HIGHER IN HOLLYWOOD: It may not rank with the hoopla of movie openings at Mann’s Chinese Theatre, but Chapman University film students are excited about the premiere Wednesday of their four-part TV drama, “Higher Education.” It will be shown--preceded by a reception--at the Academy of Television Arts and Sciences Plaza Theater in North Hollywood. . . . The students wrote and directed, but they got a boost from one of their professors, Pamela Ezell: She persuaded her good friend, TV veteran Ed Asner, to star in it.
SPEEDY RISE: For years, while playing with local rock band Dexter, Mark Mancina of Huntington Beach was convinced his years studying music--two at Golden West and five at Cal State Fullerton--had been wasted. “The band was going nowhere,” he says. . . . But Mancina started writing music for movies. His latest two hits: He wrote the entire score for the critically acclaimed “Speed” and worked on some of the music for “The Lion King.” Says Mancina: “Now all those years in college are paying off.”

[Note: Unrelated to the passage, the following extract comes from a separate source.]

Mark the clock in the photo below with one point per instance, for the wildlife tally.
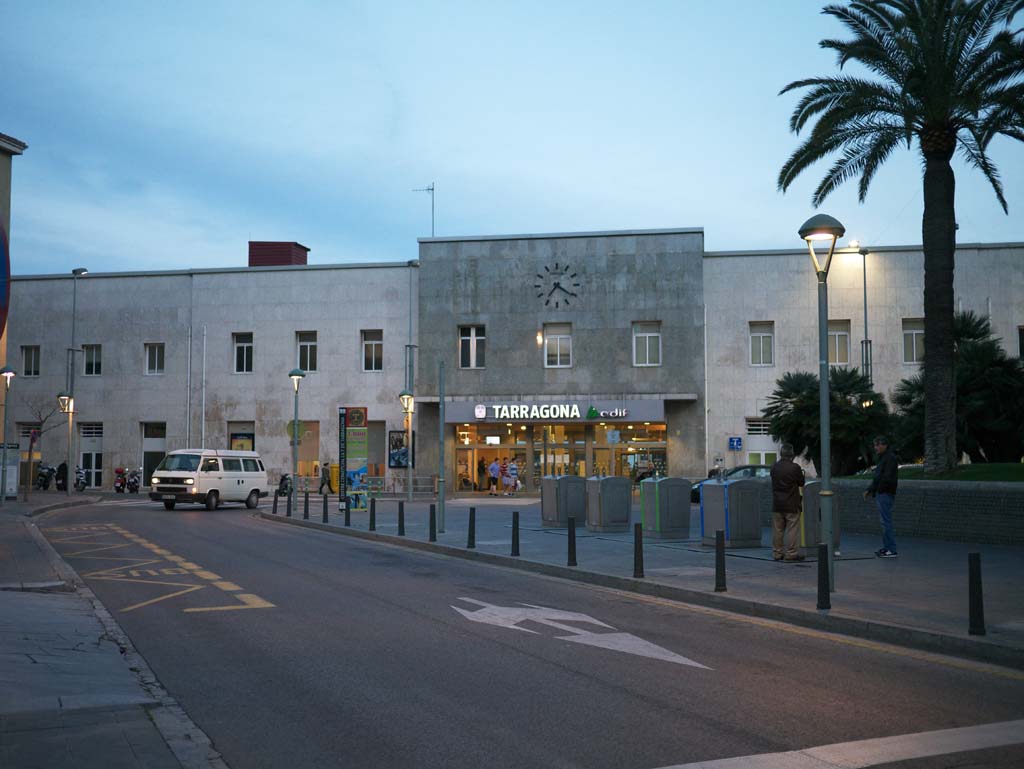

FOLLOWING CODE: Assemblyman Gil Ferguson (R-Newport Beach) has refused to consider being a write-in candidate on the November ballot for the 70th Assembly District seat he’s giving up. Ferguson is relinquishing his seat to run for the state Senate next year. . . . The write-in is the idea of conservative Republicans, angered that moderate Marilyn C. Brewer won the party’s June primary. They may seek another candidate. But Ferguson says a write-in would break the “Republican code” to support the party’s nominee.